With this Don Corleone stepped from his place and went down the table to where Don Phillip Tattaglia was sitting. Tattaglia rose to greet him and the two men embraced, kissing each other’s cheeks. The other Dons in the room applauded and rose to shake hands with everybody in sight and to congratulate Don Corleone and Don Tattaglia on their new friendship. It was not perhaps the warmest friendship in the world, they would not send each other Christmas gift greetings, but they would not murder each other. That was friendship enough in this world, all that was needed.
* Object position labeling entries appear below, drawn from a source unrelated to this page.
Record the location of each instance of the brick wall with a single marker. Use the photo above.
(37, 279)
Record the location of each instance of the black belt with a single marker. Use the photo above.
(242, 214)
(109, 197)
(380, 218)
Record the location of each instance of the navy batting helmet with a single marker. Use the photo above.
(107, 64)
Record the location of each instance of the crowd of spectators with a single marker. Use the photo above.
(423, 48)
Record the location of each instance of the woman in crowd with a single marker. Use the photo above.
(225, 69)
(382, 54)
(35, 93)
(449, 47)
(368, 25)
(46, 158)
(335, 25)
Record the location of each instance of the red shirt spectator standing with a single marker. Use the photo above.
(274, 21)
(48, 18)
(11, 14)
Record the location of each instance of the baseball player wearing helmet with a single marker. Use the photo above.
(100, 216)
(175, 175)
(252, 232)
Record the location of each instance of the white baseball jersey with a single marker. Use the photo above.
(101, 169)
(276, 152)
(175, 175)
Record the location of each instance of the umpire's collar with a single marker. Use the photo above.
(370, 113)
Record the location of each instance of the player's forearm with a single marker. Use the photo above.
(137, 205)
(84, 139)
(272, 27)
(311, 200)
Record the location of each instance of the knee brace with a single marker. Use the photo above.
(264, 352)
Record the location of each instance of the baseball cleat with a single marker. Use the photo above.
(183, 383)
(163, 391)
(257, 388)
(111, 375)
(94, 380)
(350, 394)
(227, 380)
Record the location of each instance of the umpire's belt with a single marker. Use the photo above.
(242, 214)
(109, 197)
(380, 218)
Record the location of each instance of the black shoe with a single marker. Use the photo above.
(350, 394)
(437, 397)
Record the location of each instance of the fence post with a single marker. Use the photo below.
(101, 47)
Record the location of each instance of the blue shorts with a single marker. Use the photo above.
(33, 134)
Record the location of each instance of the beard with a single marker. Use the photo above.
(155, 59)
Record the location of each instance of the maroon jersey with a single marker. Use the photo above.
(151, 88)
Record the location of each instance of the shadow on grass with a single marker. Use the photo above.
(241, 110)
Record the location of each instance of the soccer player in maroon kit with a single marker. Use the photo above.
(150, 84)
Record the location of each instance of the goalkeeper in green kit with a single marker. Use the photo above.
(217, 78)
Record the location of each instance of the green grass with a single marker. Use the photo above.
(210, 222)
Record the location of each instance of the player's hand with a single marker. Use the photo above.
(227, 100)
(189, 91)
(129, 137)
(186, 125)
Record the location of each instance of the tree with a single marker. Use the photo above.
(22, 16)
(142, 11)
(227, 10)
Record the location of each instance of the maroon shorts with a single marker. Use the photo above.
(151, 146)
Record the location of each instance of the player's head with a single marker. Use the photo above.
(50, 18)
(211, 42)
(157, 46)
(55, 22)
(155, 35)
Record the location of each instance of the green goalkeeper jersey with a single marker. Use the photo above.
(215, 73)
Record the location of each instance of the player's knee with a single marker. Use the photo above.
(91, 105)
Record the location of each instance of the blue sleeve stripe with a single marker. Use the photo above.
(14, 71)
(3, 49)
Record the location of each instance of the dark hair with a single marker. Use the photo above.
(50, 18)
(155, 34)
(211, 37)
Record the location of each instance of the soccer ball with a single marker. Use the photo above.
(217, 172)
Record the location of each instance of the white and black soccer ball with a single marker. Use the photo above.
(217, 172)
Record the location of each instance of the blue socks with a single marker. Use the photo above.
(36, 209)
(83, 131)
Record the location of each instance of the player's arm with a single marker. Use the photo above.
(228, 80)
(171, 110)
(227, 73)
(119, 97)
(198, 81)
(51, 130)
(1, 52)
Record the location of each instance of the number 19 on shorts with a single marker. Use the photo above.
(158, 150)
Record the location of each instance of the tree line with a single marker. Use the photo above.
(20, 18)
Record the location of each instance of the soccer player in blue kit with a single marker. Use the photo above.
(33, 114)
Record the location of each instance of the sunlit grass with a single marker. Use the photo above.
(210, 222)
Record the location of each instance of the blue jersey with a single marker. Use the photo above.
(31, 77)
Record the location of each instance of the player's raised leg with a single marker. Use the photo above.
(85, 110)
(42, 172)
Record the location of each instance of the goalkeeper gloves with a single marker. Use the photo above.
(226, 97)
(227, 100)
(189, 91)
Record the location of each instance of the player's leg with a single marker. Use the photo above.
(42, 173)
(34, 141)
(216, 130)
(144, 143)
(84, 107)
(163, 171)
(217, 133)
Since his son Freddie was under the protection of the Molinari Family in the West, Don Corleone lingered with the San Francisco Don after the meeting to thank him. Molinari said enough for Don Corleone to gather that Freddie had found his niche out there, was happy and had become something of a ladies’ man. He had a genius for running a hotel, it seemed. Don Corleone shook his head in wonder, as many fathers do when told of undreamed-of talents in their children. Wasn’t it true that sometimes the greatest misfortunes brought unforeseen rewards? They both agreed that this was so. Meanwhile Corleone made it clear to the San Francisco Don that he was in his debt for the great service done in protecting Freddie. He let it be known that his influence would be exerted so that the important racing wires would always be available to his people no matter what changes occurred in the power structure in the years to come, an important guarantee since the struggle over this facility was a constant open wound complicated by the fact that the Chicago people had their heavy hand in it. But Don Corleone was not without influence even in that land of barbarians and so his promise was a gift of gold.

It was evening before Don Corleone, Tom Hagen and the bodyguard-chauffeur, who happened to be Rocco Lampone, arrived at the mall in Long Beach. When they went into the house the Don said to Hagen, “Our driver, that man Lampone, keep an eye on him. He’s a fellow worth something better I think.” Hagen wondered at this remark. Lampone had not said a word all day, had not even glanced at the two men in the back seat. He had opened the door for the Don, the car had been in front of the bank when they emerged, he had done everything correctly but no more than any well-trained chauffeur might do. Evidently the Don’s eye had seen something he had not seen.

The Don dismissed Hagen and told him to come back to the house after supper. But to take his time and rest a little since they would put in a long night of discussion. He also told Hagen to have Clemenza and Tessio present. They should come at ten P.M., not before. Hagen was to brief Clemenza and Tessio on what had happened at the meeting that afternoon.

At ten the Don was waiting for the three men in his office, the corner room of the house with its law library and special phone. There was a tray with whiskey bottles, ice and soda water. The Don gave his instructions.

“We made the peace this afternoon,” he said. “I gave my word and my honor and that should be enough for all of you. But our friends are not so trustworthy so let’s all be on our guard still. We don’t want any more nasty little surprises.” Then Don turned to Hagen. “You’ve let the Bocchicchio hostages go?”

Hagen nodded. “I called Clemenza as soon as I got home.”